In a new interview for Jacobin’s The Dig podcast, Daniel Denvir speaks with Wendy Brown, author Walled States and Undoing the Demos. Click here to learn more about her work. Click here to read the full interview. An excerpt appears below:
“JACOBIN: You write that debates over the causes of Trumpism have been confused in part because they often pit economic and social explanations against one another. ‘Understanding the roots and energies of the current situation requires appreciating neoliberal political culture and subject production, not only the economic conditions and enduring racisms that spawned it.’ What sort of political culture and human subjects has neoliberalism made, and how does that in turn fit in with an economic analysis of the rise of Trumpism?
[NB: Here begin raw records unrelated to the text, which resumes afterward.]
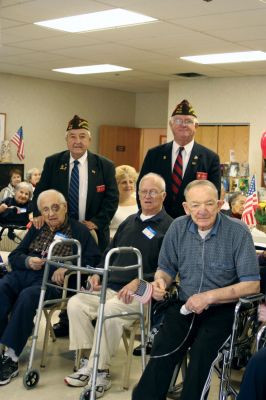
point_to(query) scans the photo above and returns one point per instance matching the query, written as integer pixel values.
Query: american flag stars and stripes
(144, 292)
(18, 141)
(250, 204)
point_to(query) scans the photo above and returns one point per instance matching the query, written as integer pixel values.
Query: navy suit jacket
(102, 192)
(159, 160)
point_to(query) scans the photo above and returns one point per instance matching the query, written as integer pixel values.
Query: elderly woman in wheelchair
(253, 386)
(17, 210)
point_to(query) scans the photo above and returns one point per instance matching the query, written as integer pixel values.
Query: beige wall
(44, 107)
(151, 110)
(227, 100)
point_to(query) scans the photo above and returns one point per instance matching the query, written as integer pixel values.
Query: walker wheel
(85, 394)
(31, 379)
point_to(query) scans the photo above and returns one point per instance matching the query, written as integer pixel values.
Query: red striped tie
(177, 172)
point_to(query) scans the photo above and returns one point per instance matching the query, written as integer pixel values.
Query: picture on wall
(2, 126)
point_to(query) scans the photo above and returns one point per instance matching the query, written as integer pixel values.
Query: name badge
(149, 232)
(21, 210)
(60, 236)
(202, 175)
(100, 188)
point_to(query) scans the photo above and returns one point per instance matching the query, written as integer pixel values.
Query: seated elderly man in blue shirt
(216, 261)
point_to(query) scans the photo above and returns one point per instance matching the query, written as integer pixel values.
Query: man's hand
(3, 207)
(90, 225)
(262, 312)
(159, 286)
(59, 276)
(95, 281)
(38, 222)
(125, 294)
(197, 303)
(36, 263)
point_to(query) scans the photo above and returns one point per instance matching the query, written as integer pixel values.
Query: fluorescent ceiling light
(92, 69)
(223, 58)
(99, 20)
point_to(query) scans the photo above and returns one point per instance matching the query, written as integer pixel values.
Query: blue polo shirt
(224, 257)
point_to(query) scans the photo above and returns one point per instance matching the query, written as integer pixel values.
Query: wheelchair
(235, 353)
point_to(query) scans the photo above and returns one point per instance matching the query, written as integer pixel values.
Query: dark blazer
(102, 193)
(159, 160)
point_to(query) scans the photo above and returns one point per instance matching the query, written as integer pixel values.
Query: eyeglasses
(208, 205)
(151, 193)
(54, 209)
(184, 122)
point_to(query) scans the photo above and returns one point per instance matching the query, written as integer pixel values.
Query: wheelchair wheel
(85, 394)
(31, 379)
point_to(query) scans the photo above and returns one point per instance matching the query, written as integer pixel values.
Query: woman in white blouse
(126, 177)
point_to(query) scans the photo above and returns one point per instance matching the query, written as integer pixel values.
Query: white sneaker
(103, 383)
(81, 377)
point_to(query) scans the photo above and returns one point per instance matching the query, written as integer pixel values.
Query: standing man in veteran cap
(86, 180)
(88, 183)
(182, 160)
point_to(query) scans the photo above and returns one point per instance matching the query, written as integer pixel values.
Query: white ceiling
(185, 27)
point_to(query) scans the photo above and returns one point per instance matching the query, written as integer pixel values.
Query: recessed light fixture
(107, 19)
(224, 58)
(92, 69)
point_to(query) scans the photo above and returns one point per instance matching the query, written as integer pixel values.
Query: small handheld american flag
(17, 139)
(144, 292)
(250, 205)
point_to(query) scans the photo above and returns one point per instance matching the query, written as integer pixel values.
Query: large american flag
(17, 139)
(250, 204)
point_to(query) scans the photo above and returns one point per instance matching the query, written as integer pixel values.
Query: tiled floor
(60, 363)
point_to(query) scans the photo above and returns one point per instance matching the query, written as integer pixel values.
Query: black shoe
(60, 330)
(8, 369)
(137, 350)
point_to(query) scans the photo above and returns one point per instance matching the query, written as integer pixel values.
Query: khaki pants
(82, 309)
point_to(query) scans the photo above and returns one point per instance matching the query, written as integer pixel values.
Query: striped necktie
(73, 193)
(177, 174)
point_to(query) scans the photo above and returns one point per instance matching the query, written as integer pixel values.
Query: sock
(11, 353)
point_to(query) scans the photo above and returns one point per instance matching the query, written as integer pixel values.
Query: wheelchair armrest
(260, 336)
(253, 297)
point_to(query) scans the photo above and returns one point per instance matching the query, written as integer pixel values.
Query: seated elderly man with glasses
(215, 259)
(144, 230)
(20, 289)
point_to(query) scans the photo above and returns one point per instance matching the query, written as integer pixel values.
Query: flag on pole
(17, 139)
(250, 204)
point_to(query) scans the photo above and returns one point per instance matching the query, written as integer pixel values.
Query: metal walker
(90, 393)
(32, 376)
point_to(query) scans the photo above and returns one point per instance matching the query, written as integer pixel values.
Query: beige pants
(82, 309)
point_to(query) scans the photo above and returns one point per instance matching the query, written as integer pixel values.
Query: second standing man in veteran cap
(182, 160)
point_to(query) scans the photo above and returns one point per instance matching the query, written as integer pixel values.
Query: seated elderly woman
(17, 210)
(15, 178)
(33, 176)
(126, 177)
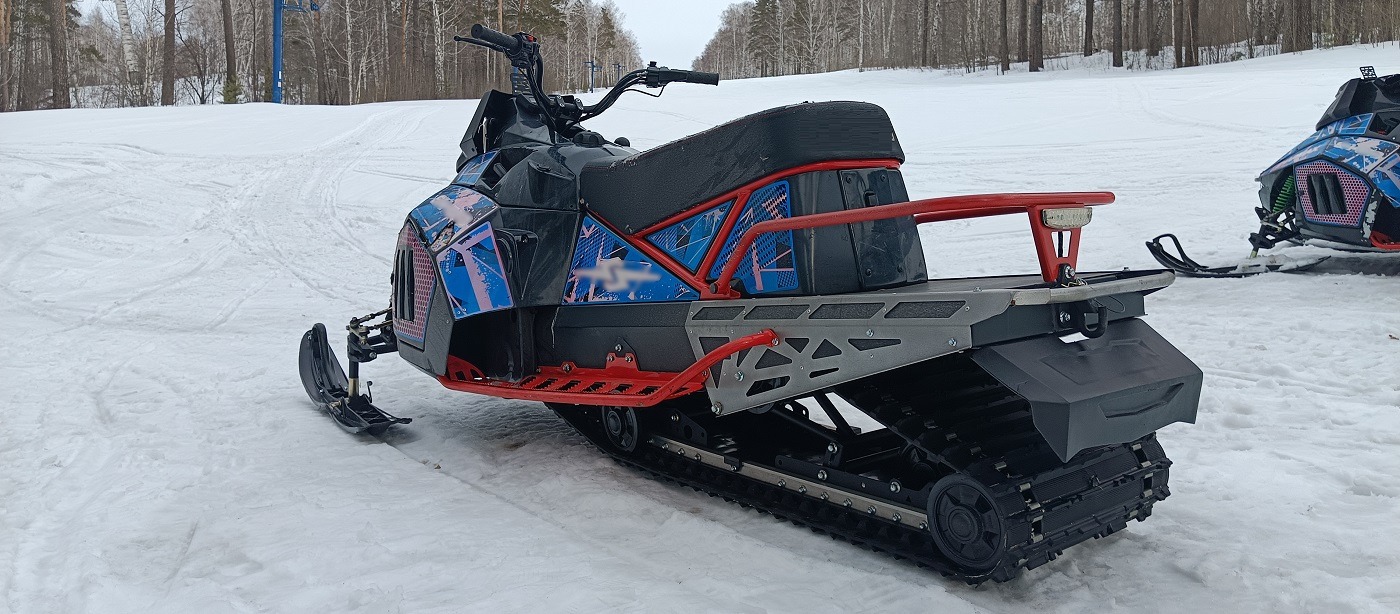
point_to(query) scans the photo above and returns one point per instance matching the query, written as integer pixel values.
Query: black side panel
(536, 248)
(643, 189)
(888, 252)
(499, 343)
(585, 334)
(825, 259)
(1113, 389)
(437, 337)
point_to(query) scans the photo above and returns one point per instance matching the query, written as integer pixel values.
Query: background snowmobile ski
(1252, 266)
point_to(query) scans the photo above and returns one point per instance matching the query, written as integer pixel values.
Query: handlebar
(661, 76)
(564, 113)
(501, 39)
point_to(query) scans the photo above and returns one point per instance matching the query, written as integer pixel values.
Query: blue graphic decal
(606, 269)
(688, 239)
(450, 211)
(769, 266)
(1354, 125)
(473, 274)
(1360, 153)
(1386, 176)
(472, 172)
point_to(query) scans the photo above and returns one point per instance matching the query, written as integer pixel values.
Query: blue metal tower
(277, 6)
(592, 69)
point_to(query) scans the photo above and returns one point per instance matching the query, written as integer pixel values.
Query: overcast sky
(672, 31)
(668, 31)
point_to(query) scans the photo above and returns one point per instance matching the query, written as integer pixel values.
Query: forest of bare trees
(367, 51)
(793, 37)
(350, 51)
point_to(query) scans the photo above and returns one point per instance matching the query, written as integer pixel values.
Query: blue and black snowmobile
(1339, 188)
(713, 309)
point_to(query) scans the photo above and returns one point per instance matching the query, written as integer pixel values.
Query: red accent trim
(766, 179)
(619, 383)
(657, 255)
(930, 210)
(1383, 242)
(723, 237)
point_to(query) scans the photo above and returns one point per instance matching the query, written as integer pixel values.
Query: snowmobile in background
(1339, 188)
(713, 309)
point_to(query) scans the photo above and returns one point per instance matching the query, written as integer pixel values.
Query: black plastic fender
(1110, 389)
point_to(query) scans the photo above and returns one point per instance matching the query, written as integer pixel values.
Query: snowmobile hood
(1362, 95)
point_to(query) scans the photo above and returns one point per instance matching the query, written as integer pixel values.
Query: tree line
(793, 37)
(346, 52)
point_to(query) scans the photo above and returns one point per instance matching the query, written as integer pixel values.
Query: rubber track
(864, 530)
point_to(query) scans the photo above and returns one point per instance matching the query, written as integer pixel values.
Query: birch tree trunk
(1004, 49)
(1088, 28)
(438, 73)
(59, 53)
(1117, 34)
(230, 53)
(1038, 59)
(168, 56)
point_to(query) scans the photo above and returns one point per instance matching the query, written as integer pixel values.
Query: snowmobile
(718, 311)
(1339, 188)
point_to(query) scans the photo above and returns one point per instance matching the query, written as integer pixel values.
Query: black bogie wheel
(620, 427)
(966, 523)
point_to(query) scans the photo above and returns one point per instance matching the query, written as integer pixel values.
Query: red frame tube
(609, 386)
(931, 210)
(739, 196)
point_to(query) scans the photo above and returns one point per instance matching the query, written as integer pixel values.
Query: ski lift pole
(277, 6)
(592, 69)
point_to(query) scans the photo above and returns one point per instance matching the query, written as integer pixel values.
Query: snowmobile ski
(328, 386)
(1182, 263)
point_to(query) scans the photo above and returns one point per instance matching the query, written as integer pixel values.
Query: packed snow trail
(160, 265)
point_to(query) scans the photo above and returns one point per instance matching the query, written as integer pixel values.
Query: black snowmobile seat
(639, 190)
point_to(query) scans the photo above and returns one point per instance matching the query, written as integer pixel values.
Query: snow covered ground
(157, 267)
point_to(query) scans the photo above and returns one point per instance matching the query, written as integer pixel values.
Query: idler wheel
(966, 523)
(620, 427)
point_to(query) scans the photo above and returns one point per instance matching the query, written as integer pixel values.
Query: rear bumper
(1098, 392)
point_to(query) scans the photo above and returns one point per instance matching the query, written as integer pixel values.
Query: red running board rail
(934, 210)
(619, 383)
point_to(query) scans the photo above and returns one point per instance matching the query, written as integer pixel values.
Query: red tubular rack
(619, 383)
(933, 210)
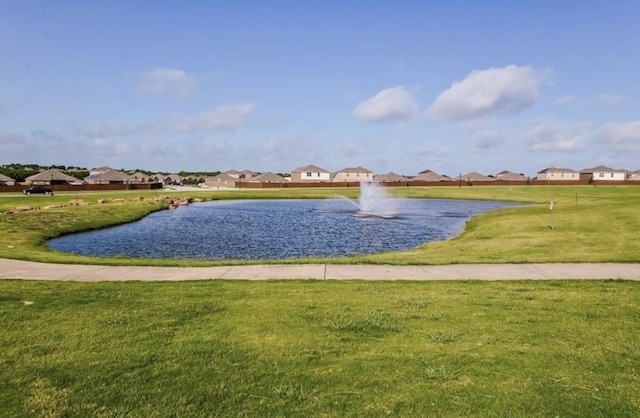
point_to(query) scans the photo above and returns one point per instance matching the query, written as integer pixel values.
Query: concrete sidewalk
(16, 269)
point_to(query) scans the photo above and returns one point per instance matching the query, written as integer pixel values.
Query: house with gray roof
(221, 180)
(51, 177)
(352, 174)
(108, 177)
(310, 173)
(557, 174)
(475, 176)
(269, 177)
(6, 180)
(602, 173)
(431, 176)
(389, 178)
(138, 178)
(511, 176)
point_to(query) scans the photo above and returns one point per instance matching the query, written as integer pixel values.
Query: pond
(276, 229)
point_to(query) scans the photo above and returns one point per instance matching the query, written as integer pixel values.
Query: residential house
(51, 177)
(139, 178)
(6, 180)
(310, 173)
(173, 179)
(350, 174)
(389, 178)
(602, 173)
(633, 175)
(511, 176)
(269, 177)
(558, 174)
(221, 180)
(108, 177)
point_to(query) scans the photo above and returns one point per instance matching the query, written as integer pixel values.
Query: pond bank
(18, 269)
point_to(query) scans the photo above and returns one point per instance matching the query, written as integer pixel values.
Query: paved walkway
(16, 269)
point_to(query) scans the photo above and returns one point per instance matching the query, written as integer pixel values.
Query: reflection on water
(275, 229)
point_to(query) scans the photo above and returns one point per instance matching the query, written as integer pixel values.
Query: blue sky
(450, 86)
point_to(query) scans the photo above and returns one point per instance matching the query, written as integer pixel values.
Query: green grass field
(311, 348)
(332, 348)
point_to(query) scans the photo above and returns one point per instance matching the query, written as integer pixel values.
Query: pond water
(276, 229)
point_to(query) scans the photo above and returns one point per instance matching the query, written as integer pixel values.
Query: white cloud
(485, 92)
(167, 82)
(626, 135)
(611, 99)
(553, 136)
(564, 100)
(394, 103)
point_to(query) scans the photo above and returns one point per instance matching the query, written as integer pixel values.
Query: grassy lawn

WENDY BROWN:Let’s start with the familiar understanding of neoliberalism as a set of policies. Our standard understanding goes something like this: neoliberalism slashes the social state, privatizes public goods, turns progressive taxation into regressive taxation, smashes unions, and above all deregulates capital, locally and around the world. That’s true, but neoliberalism is much more than simply a set of policies; it’s also something that governs us — society, culture, ways of understanding ourselves, and ways of configuring social relations — as much as it transforms capital. Neoliberalism transforms what we might call a social state or a Keynesian economic order, not just at the level of economic policy, but at a much deeper level pertaining to how we are to understand freedom, the state, our relations with one another, society, and morality.
Why does this matter? Because neoliberalism delivers a full-frontal attack on the very notion of the public good and society. Margaret Thatcher said it best: ‘There is no such thing as society. There’s only individual men and women,’ and then she paused, ‘and their families.’ There’s no common, there’s no social, there’s no society, there’s only individuals and/or families.”